A long-lived alchemist in a new city gets caught up in strange doings when her shipped goods turn out to include a living gargoyle, her intended building contractor turns up dead outside her door, and a key book is stolen. She must race against time to save a friend’s life.
The Czech language is not written in any variant of Cyrillic, and as far as I know never has been. In fact, a quick glance at Wikipedia will tell you that its interesting and regular Latin-based orthography is used for transliteration of other languages. Getting the Czech alphabet wrong is unfortunately just one of the many errors that crops up in The Accidental Alchemist.
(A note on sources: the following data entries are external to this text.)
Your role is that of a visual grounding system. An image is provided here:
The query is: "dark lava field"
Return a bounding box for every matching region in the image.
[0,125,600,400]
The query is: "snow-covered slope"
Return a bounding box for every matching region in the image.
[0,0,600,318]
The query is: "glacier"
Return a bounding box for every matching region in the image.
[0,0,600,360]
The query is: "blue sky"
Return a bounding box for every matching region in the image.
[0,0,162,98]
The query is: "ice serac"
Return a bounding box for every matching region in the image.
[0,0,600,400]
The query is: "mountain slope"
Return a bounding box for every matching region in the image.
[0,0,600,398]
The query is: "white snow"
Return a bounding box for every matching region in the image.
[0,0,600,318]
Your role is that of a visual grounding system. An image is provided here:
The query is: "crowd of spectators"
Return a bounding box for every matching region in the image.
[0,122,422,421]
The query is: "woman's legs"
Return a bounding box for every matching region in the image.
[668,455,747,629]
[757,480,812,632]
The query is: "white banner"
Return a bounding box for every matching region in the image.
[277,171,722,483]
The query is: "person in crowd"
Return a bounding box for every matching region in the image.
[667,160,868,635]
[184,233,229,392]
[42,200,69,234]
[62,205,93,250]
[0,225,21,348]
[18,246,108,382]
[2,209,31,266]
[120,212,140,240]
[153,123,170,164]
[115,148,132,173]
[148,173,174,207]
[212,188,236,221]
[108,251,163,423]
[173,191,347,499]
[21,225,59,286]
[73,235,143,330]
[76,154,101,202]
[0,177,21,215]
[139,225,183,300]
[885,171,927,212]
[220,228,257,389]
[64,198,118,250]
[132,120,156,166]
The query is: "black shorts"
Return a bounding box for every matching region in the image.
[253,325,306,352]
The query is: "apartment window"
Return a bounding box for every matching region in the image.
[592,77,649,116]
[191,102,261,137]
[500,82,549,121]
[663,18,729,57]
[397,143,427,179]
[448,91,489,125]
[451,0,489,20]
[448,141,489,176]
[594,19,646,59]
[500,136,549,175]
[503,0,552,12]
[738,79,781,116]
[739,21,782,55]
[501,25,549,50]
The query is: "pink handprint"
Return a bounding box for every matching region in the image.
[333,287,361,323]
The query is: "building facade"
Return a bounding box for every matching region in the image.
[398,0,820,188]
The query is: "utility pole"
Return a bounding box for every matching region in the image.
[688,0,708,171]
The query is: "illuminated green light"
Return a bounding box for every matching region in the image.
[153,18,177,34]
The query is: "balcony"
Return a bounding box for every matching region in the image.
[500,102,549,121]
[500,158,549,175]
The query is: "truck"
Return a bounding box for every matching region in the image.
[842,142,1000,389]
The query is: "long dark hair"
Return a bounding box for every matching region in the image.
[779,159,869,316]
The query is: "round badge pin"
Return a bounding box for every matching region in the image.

I don’t read a lot of urban fantasy, but this book had other aspects that drew me in, including a vegan protagonist, a setting in Portland, Oregon, and the aforementioned Czech elements. I’m part Czech myself, but it didn’t take much to spot this alphabetical error. There isn’t that much about else Czechia, and most of the rest seems alright.
Pandian does use a fair amount of French and some other languages. Unfortunately, she occasionally uses them incorrectly; more likely the result of bad memory or transliteration than of machine translation (“sait” instead of “c’est”). Since two key character are said to speak French well, it’s notable.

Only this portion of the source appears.